Posted by bhulsey - 22 October, 2009

I am happy to report that I have survived my first parent-teacher conference from the other side of the desk. Our son, Ben, is a kindergartner, so Jennifer and I reserved our slot and spent some time discussing with each other what we hoped to hear and what we wanted to share with his teacher, Mrs. Bernick. Jennifer had to remind me to resurrect the “growth mindset.” This was helpful, until Board Chair Mark Russell sent me an email saying, “I hope Ben made Dean’s list.”

Like most parents, we learned that Ben is making his way this year, and it has been great fun to watch him grow and develop in a new environment. We’re trying hard at home to praise his effort and persistence, and to encourage him to try activities that might be challenging and difficult. It’s a long road for any parent, but the parents of graduating seniors always tell me every spring that “it goes so fast.”

Knowing that the school year is long but that “it goes so fast,” the growth mindset is an anchor for us on the faculty side. One new teacher wrote me earlier this year that what matters most is not “where I start, but where I finish.” I could not agree more, and this is right in line with seniors who are putting their whole Randolph experience into perspective as they prepare to graduate and go off to college.

Earlier in the week we began a new tradition at Randolph by hosting “Boo-Hoo/Woo-Hoo,” a reception for parents of students who graduated last year from Randolph and who have made the entry into college life.
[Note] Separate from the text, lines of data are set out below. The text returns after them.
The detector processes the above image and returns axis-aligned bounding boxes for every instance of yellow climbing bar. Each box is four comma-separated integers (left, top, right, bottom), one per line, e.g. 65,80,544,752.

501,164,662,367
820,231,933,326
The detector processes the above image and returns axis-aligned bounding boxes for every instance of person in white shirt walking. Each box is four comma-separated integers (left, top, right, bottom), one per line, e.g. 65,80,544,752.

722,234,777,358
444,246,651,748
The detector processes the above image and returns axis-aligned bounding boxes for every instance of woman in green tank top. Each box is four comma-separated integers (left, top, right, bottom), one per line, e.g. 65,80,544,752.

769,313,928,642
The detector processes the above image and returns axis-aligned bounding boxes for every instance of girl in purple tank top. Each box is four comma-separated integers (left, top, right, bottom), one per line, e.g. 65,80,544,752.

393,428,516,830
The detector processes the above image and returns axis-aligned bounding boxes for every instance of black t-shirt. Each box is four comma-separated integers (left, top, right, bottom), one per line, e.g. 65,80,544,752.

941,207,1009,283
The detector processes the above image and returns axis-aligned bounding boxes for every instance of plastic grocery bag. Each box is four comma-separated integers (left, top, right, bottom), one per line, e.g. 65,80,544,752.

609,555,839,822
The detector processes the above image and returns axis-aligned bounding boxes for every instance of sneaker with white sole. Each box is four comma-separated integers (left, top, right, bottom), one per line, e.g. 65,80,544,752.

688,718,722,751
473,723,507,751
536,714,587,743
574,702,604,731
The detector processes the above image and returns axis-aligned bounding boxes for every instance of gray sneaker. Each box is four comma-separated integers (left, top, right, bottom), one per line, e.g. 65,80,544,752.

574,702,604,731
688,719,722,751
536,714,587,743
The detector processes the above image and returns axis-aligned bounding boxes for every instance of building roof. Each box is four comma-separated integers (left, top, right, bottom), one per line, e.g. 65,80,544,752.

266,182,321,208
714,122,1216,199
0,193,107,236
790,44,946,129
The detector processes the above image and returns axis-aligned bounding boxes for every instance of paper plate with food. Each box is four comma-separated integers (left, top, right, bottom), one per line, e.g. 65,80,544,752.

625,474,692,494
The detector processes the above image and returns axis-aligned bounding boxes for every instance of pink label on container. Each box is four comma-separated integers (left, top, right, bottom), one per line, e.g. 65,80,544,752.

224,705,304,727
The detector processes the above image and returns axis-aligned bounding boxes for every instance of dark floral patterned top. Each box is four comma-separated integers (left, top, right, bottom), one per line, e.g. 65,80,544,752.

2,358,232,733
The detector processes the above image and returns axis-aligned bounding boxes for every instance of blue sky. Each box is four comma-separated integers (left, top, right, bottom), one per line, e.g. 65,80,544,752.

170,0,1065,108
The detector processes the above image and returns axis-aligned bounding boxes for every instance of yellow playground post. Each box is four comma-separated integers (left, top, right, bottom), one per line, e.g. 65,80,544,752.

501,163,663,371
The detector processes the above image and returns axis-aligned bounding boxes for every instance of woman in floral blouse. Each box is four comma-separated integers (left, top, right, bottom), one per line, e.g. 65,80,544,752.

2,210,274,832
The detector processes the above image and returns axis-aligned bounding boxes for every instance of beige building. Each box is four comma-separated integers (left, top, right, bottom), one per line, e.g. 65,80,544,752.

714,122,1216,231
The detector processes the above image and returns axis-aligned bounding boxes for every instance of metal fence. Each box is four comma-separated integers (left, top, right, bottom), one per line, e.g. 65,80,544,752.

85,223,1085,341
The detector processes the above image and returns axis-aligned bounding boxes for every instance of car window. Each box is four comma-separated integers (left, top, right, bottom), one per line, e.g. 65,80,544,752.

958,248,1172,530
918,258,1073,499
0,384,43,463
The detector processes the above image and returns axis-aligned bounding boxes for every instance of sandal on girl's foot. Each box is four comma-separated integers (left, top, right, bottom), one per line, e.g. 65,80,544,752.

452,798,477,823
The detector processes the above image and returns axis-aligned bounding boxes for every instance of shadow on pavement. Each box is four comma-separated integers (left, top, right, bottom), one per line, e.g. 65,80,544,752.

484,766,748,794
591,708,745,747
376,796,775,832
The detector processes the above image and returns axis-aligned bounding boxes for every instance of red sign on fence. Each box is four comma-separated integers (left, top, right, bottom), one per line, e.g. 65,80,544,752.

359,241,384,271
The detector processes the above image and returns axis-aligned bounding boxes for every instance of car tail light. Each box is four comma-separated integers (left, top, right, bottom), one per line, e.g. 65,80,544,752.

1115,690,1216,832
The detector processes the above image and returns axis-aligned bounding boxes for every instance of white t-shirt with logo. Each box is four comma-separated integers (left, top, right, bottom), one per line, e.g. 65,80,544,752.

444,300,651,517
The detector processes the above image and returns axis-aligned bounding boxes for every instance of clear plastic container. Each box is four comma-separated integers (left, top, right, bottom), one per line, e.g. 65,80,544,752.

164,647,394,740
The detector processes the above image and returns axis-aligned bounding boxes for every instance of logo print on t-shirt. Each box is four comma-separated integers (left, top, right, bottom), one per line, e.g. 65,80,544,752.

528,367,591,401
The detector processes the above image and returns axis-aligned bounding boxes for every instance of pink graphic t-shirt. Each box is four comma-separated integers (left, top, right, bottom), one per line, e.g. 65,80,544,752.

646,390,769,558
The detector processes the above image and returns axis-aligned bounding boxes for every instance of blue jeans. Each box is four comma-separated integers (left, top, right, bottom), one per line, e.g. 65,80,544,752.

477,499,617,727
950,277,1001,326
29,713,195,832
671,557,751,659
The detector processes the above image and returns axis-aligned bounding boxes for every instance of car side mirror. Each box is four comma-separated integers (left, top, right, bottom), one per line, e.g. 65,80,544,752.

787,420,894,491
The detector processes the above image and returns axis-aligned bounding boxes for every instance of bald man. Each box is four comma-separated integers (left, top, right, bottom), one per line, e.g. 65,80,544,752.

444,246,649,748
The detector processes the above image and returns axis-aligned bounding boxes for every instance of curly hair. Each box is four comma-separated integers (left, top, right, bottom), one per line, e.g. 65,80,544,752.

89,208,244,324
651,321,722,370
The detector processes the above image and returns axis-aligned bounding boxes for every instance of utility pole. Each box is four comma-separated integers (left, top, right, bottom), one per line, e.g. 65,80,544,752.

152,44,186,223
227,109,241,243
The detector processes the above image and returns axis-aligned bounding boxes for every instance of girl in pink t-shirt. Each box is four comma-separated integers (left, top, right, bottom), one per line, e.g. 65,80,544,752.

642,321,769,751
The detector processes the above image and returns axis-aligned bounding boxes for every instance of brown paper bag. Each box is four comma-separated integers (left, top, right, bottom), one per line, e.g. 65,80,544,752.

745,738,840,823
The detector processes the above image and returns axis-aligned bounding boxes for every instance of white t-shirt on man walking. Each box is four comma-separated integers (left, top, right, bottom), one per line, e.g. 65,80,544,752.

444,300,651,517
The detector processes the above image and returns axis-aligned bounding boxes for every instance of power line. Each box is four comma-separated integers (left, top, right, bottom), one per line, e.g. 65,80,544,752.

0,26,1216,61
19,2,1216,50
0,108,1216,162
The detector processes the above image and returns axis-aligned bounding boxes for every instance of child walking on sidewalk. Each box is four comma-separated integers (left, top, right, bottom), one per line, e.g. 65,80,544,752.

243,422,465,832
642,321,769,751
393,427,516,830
It was great to re-connect them to the Randolph community, and to hear so consistently that their children are thriving in college and have found themselves very well prepared for the challenges they face and the opportunities they enjoy.

Rusty Allen, Amber Rego, and I got the same message when we traveled up to Nashville on Tuesday to visit with our alumni, many of whom are winding down their undergraduate experiences at Vanderbilt and looking forward to future challenges. They, too, think back on the Randolph experience with fondness and gratitude.

In the fall of 2022, if we stay focused on the growth mindset and encourage it in our children, I am confident that Jennifer and I will be saying the same thing about Ben and how well Randolph helped prepare him for the next step in his life.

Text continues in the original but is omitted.